Shiga toxin-producing Escherichia coli (STEC), especially of serotype O157:H7, cause a zoonotic food or waterborne enteric illness that is often associated with large epidemic outbreaks as well as the hemolytic uremic syndrome (HUS), the leading cause of acute renal failure in children. After ingestion, STEC colonize enterocytes of the large bowel with a characteristic attaching and effacing pathology, which is mediated by components of a type III secretion apparatus encoded by the LEE pathogenicity island. Shiga toxins are translocated from the bowel to the circularoty system and transported by leukocytes to capillary endothelial cells in renal glomeruli and other organs. After binding to the receptor globotriaosylceramide on target cells, the toxin is internalized by receptor-mediated endocytosis and interacts with the subcellular machinery to inhibit protein synthesis. This leads to pathophysiological changes that result in HUS. Specific therapeutic or preventive strategies are presently not available. The recent sequencing of genomes of two epidemic E. coli O157 strains has revealed novel pathogenicity islands which will likely provide new insights into the virulence of these bacteria.

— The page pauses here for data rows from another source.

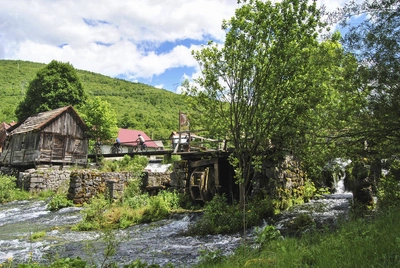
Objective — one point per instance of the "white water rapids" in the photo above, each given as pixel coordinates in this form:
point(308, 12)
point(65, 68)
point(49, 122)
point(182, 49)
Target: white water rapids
point(160, 243)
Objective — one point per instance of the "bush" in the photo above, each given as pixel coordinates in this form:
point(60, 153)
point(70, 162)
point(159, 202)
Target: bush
point(7, 188)
point(93, 214)
point(221, 218)
point(58, 202)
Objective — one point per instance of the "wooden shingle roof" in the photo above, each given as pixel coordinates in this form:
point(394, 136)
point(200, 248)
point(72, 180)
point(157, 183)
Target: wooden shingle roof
point(38, 121)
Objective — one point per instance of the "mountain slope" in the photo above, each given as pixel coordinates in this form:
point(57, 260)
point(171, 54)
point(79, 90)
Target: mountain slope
point(138, 106)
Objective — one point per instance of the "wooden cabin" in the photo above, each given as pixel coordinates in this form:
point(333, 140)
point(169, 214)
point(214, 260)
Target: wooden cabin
point(53, 137)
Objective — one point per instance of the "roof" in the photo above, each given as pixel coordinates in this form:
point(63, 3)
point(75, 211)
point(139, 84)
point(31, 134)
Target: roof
point(3, 130)
point(40, 120)
point(129, 137)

产志贺毒素大肠杆菌(STEC),尤其是O157:H7血清型,可引发一种人畜共患的食源性或水源性肠道疾病,这种疾病常与大规模的疫情爆发以及溶血尿毒综合征(HUS)相关,而HUS是儿童急性肾衰竭的主要病因。摄入后,STEC会在大肠的肠上皮细胞中定植,并呈现出特征性的黏附与抹除病理特征,这一过程由LEE致病岛编码的III型分泌系统的成分介导。志贺毒素从肠道转移至循环系统,并由白细胞运输至肾小球及其他器官的毛细血管内皮细胞。毒素与靶细胞上的受体球三糖神经酰胺结合后,通过受体介导的内吞作用被内化,并与亚细胞机制相互作用以抑制蛋白质合成。这会导致病理生理变化,进而引发HUS。目前尚无特异性的治疗或预防策略。最近对两株O157流行大肠杆菌菌株的基因组测序揭示了新的致病岛,这可能会为深入了解这些细菌的毒力提供新的见解。